The batched MatMul generation was tested for 1≤M≤64, 1≤N≤64, K∈[1,16,32,64,128], 1≤BatchSize≤16, lda=M, ldb=K, and ldc=M.
The test is located in the file src/test/Brgemm.test.cpp.
3. Performance¶
Task: Benchmark the performance of your generated kernels and report the measured performance for 1≤M≤64, 1≤N≤64, K∈[1,16,32,64,128], br_size=16, br_stride_a=M*K, br_stride_b=K*N, lda=M, ldb=K, and ldc=M. Report the arithmetic mean performance of all settings in GFLOPS.
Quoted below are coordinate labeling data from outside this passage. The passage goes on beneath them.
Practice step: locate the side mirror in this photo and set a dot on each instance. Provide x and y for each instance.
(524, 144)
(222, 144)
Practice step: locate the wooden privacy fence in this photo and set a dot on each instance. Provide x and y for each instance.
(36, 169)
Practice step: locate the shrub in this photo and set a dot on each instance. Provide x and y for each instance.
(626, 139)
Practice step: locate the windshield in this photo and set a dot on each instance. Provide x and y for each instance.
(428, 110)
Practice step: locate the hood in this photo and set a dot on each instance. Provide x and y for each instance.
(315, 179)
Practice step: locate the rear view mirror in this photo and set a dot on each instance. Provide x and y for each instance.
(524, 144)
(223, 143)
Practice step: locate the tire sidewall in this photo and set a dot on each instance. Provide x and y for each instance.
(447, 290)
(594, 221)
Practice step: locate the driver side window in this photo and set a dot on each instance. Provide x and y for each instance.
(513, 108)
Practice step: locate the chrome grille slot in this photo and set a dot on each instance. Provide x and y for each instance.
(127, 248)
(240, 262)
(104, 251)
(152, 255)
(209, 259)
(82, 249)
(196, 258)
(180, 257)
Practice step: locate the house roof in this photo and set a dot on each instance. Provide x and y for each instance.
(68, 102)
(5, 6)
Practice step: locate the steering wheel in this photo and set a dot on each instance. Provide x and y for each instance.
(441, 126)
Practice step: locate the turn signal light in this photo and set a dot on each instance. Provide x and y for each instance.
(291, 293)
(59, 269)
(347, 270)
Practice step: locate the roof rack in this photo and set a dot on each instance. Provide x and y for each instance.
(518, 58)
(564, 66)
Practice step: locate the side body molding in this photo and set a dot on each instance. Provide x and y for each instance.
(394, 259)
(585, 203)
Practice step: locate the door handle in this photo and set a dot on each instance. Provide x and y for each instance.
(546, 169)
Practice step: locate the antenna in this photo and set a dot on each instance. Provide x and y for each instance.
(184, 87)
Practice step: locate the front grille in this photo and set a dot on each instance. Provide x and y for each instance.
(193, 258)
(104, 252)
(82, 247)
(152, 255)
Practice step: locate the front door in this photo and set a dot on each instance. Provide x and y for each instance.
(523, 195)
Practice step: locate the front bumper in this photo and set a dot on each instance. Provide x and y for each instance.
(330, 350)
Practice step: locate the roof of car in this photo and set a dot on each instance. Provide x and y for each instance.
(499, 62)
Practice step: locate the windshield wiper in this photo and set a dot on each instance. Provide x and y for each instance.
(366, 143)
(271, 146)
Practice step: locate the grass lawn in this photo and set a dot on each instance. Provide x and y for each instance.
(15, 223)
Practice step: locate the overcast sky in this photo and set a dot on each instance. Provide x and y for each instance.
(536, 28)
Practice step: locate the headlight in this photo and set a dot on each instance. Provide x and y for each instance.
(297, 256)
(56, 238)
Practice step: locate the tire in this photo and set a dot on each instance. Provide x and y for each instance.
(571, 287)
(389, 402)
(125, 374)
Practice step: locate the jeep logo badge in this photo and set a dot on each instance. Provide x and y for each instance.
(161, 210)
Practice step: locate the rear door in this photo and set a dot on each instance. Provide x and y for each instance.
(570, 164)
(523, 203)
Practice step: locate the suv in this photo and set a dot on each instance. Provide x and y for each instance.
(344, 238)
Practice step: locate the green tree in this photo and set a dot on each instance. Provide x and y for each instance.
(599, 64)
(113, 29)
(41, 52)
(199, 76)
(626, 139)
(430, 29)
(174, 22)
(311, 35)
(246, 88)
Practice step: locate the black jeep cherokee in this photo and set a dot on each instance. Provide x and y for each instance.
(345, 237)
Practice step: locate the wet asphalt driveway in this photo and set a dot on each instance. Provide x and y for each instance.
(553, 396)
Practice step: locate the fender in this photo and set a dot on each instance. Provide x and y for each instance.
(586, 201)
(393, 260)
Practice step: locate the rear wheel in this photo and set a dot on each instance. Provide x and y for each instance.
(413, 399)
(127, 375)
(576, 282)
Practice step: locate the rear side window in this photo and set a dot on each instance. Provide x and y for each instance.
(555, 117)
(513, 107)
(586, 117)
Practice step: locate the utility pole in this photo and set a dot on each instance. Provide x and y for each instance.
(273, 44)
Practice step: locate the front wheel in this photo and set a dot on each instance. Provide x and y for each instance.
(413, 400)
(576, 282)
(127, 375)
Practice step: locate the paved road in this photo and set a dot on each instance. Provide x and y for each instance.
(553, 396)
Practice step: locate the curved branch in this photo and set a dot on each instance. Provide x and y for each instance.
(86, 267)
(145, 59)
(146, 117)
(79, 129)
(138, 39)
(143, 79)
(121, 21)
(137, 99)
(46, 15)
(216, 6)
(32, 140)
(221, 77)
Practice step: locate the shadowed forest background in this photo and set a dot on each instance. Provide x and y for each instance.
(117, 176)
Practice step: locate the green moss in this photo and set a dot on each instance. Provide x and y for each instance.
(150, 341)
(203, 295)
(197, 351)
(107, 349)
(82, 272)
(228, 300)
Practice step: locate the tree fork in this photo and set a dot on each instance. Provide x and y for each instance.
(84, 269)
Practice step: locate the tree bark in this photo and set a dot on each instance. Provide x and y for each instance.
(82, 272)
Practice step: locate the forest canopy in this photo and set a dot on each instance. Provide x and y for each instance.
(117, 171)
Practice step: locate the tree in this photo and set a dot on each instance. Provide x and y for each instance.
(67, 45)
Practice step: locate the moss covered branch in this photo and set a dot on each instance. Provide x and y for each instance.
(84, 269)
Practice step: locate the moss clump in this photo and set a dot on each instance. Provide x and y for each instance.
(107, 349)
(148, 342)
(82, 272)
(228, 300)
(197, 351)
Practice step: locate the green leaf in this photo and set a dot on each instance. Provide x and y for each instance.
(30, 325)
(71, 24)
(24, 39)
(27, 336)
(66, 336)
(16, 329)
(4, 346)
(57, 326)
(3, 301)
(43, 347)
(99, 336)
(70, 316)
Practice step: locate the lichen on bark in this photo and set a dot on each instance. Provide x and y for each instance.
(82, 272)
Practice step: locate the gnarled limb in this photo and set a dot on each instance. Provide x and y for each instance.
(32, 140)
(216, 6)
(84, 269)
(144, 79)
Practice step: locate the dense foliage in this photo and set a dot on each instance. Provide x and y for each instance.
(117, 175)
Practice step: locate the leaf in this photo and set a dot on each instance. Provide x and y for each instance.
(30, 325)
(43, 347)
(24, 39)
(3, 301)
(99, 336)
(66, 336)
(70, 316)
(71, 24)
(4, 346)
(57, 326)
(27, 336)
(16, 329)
The benchmark took approximately eight hours in total to run. The following results were produced: GEMM_benchmarks.csv
We can visualize the dataset across the three dimension m, n, k:
Again we see for the m-dimension that multiple of 16 are the best performing matrices sizes. We also see that we get usually higher performance with increasing k-dimension and also a higher n-dimension, but a higher k-dimension is more important. The batch-dimension does not have a noticeable impact on the performance compared to the benchmarks in the GEMM kernels.
Unary Primitives¶
Now we further extend our kernel with primitives. Primitives are operation which only operate one one input i.e. B:=op(A). We will take a look at the Zero, Identity and ReLU primitives and their transpose variants.
Zero Primitive¶
This primitives ignores the input and filles all element of the output with zeros.
1. generate¶
Task: Begin implementing the mini_jit::Unary::generate function by adding support for the zero primitive.
File: unary_zero.cpp
Again we implement a generate function
which is used to compose the correct primitive kernel to a given set of parameters: Dimension size of
M, N, column- or row-major format of matrices B, data type, and Primitive type.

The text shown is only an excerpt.